Don't worry about it.

If you're on the Git side, just fix it and push the fix. This is how I fix breakages, if I can find and fix them easily.

If you're on the Perforce side, try P4V's "Back Out Submitted Changelist". This is how I fix breakages that take longer than a few minutes to fix.

In both cases, you end up with a new Perforce changelist that undoes the damage. Git users will see the new changelist/commit next time they pull. Perforce users will see it next time they p4 sync.

Which Perforce changelist goes with this Git commit?

Git Fusion decorates each Perforce changelist description with the sha1 of the Git commit that produced it. This was originally added as a way for scripts and tools to find which Git commit goes with which Perforce changelist. But it turns out to be mighty useful to humans, too.

But what about the other way?

Git Fusion does not decorate each Git commit message with the Perforce changelist number that produced it.

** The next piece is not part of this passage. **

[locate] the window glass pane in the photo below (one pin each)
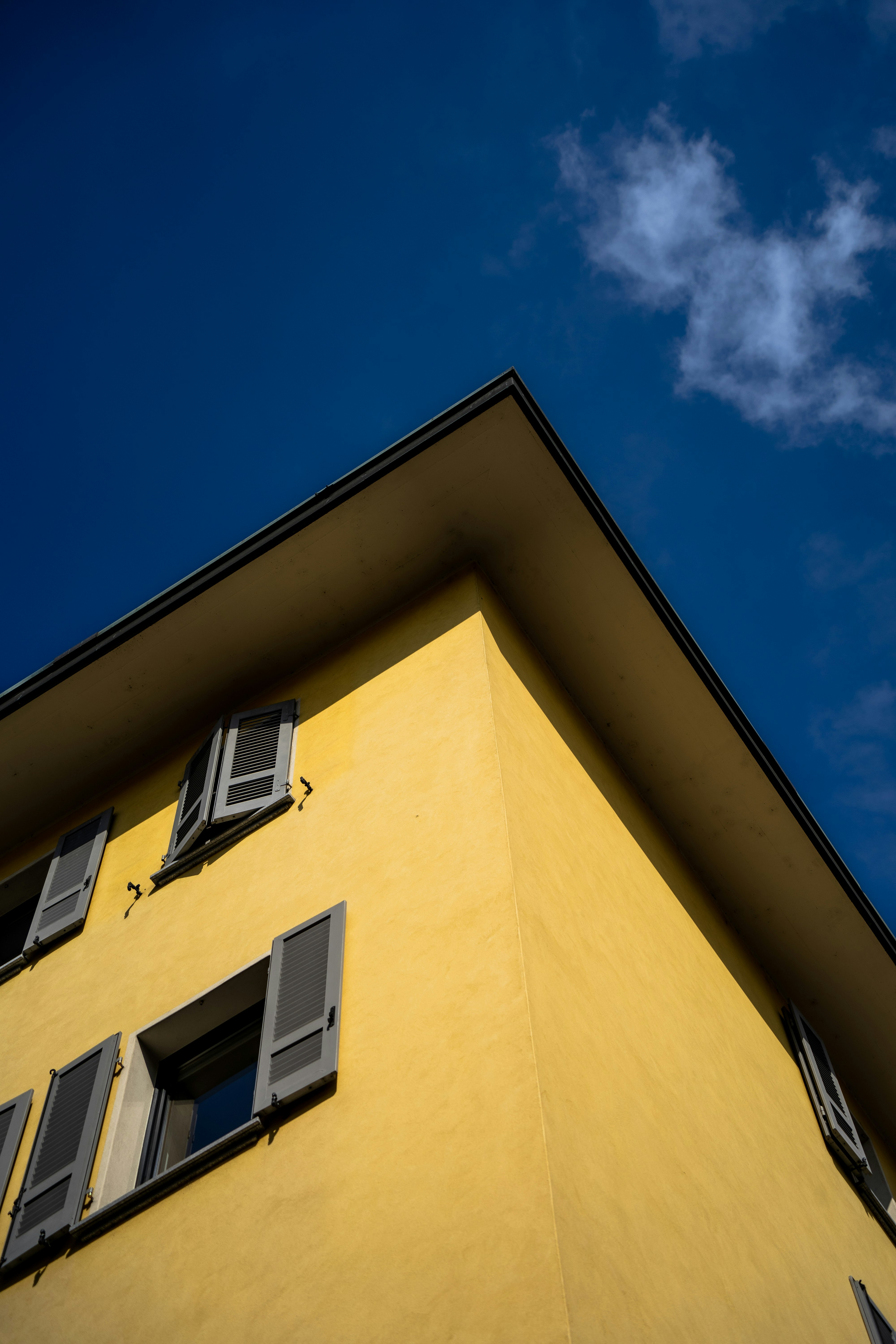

That would change the commit sha1, which would change published history. Prohibited. Git users don't take kindly to having their sha1s change out from under them.

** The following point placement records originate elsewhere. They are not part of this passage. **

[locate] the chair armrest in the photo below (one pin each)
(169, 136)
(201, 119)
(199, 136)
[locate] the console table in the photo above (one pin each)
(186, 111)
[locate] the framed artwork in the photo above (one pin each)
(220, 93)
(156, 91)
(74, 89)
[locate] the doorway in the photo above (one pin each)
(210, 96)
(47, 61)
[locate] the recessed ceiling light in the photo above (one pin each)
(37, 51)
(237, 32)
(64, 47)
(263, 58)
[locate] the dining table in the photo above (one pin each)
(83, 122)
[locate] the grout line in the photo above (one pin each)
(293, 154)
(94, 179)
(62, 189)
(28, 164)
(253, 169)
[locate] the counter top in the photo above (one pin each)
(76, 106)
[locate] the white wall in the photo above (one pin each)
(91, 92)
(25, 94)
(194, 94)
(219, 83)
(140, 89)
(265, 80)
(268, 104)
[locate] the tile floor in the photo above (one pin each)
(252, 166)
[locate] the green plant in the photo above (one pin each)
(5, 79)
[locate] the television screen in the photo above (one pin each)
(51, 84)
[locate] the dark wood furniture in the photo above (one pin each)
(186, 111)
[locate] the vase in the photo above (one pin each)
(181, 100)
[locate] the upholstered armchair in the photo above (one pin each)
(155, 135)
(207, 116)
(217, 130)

The Swarm team put in a spiffy little feature for us Git users: append a Git commit sha1 to Swarm's URL:
Swarm redirects to the corresponding Perforce changelist:

It's awesome. A clever programmer could probably write a wget/curl script to return the changelist number for any given sha1.

Not using Swarm? Git Fusion actually stores what you need, encoded into the depot path of its copy of the original Git commit object:

$ p4 files //.git-fusion/objects/repos/gfmain/commits/a3/21/b55*
  4fdff24a2c6ea8cab1292-master,791313#1 - add change 791314 (ubinary)

You need to know the name of the repo (gfmain here), and then insert a few slashes to break up the sha1 after the second and fourth character. The Perforce changelist number is stored at the end of the depot file path, after a comma.

How does Git Fusion handle executable files? Binary files?

Git Fusion translates between Git file modes and Perforce file types. As a file sets or clears its Perforce +x type, the corresponding Git commit sets the file mode to 100755 (executable) or 100644 (not executable). And vice-versa.

Binary files go into Perforce as binary. This skips Perforce's usual line ending translation, or for unicode-enabled Perforce servers, any character set conversion. Because changing bytes in a binary file tends to be bad.

It really does work.

Many of these questions about Git Fusion details are just tests around the edges of a larger question: "Does it really work? Will it work for me?"

Yeah. It really works. We use it here at Perforce. We've got branches and merges and continuous integration servers and Swarm reviews and all the joys and pain that active projects enjoy. We have Git and Perforce users all working on the same code. Git Fusion lets everyone use the tool best suited for their work.